Poliça’s Give You The Ghost could be thought of foremost as a spinoff to Relayted. Ryan Olson masterminds Poliça just as he did Gayngs; sultry vocalist Channy Leaneagh was also a Gayngs member. But on Poliça, these two have taken the bases of the smooth, outward, decked-out-in-silk-and-gold Gayngs aesthetic and turned inward. Give You The Ghost is a brooding affair, a winding trip into the nuanced psyche of a seductress.
The most prominent feature of Give You The Ghost is Leaneagh’s vocals: they’re auto-tuned, drenched in reverb, and generously layered and echoed. Leaneagh is a formidable vocalist without the effects, as evidenced in her lead work with the (now defunct) Americana-turned soul band Roma di Luna. But here, her effected voice tends to dominate the recordings, and in an aesthetically meaningful way. After the terribly sexy album opening “Amongster,” Give You The Ghost falls into an introspective spiral deep into the mind. Basic sensations of sight and taste and touch on “I See My Mother” and “Violent Games” eventually give heed to deep rumination on “Happy Be Fine,” where Leaneagh repeatedly sings “I need some time to think about my life without you.” By the time the album is storming to a close with the gleefully morbid “Leading To Death,” the external world is far away, and all that is left are dreams and fragments of expectation.
The vocal effects are a constant throughout the album, and through one listen one could hear each lyric several times over. It’s as though Leaneagh is singing inward, her vocalized thoughts bouncing wildly off the walls of some internal echo chamber. The ends of some lines get buried in the echoes of their own beginnings, like a wave crashing on itself; this just presents her a barrier through which to power through those lines that need emphasis. It’s a bold, even gaudy approach, but interesting enough to keep Give You The Ghost afloat in its own right.
Though, Poliça’s instrumentation here also deserves consideration. The drums will often fall into a stunning, manic, lyric-mirroring fit. The bass lines are essential, carrying the tracks with a complexity that often, and by some kinesthetic magic, matches or trumps vocalized sentiments. A slew of synth sounds is utilized, including an especially fitting church organ sound on album highlight “Wandering Star.” And the tracks are intentionally diverse: the empowered “Dark Star” sounds like a cheap disco; single “Lay Your Cards Out,” which (barely) features Bon Iver’s Mike Noyce, sounds more like demented R&B.

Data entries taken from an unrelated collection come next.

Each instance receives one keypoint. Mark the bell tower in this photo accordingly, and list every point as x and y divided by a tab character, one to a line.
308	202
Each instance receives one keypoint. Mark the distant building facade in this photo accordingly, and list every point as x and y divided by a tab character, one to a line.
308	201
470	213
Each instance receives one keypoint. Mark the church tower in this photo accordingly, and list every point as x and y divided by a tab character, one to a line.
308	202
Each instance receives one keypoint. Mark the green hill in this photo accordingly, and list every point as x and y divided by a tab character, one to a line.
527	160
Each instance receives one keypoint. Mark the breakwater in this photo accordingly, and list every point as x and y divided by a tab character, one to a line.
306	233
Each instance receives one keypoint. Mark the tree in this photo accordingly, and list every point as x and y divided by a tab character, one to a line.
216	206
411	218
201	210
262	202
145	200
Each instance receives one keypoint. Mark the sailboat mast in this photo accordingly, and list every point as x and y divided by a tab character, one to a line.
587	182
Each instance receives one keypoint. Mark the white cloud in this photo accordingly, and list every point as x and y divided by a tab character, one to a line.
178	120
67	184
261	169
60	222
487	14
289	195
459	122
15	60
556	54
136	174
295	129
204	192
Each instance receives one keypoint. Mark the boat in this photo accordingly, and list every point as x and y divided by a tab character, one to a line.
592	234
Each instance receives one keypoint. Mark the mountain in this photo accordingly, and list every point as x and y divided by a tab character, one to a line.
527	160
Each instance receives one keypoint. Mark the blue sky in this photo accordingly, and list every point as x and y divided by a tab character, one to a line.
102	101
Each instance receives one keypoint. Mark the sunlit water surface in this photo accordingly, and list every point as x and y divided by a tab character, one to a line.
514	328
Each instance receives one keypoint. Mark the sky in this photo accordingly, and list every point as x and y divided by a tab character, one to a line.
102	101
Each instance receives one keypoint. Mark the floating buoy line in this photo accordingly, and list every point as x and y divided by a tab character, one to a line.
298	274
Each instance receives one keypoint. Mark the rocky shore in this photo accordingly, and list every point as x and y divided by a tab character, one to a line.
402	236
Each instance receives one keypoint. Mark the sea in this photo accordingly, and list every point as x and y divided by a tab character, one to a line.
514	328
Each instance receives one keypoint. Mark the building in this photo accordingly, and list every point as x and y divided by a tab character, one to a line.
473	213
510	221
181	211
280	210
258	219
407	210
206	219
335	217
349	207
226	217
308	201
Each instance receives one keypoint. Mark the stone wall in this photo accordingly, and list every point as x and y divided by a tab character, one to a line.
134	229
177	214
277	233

But this diversity is not immediately striking, perhaps because of how Leaneagh’s powerful vocals are so similarly styled across the album. Give Up The Ghost shares a similar construction to Relayted: the middles of both albums appear less concerned with free-standing, catchy tracks and more concerned with the preservation of an overall aesthetic. Or, especially in the case of Give You The Ghost, more concerned with a more jam-worthy sound.

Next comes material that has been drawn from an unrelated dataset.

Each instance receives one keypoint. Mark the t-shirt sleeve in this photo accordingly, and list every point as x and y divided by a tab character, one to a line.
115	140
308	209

That is, the elements that conspire to make tracks like “Wandering Star” and “Amongster” so good are unlikely partners. For this, Give You The Ghost boasts some moments that are ambitious and different, appreciable on many levels. But, while it’s an album prime for some excellent live renditions, its tendency to brood too much or even approach tedium at some points leaves further room for the development of this sound. And if one is to anticipatorily listen to Give You The Ghost in the meantime, the wait for the next sexy release from Olson and co. should be quite bearable.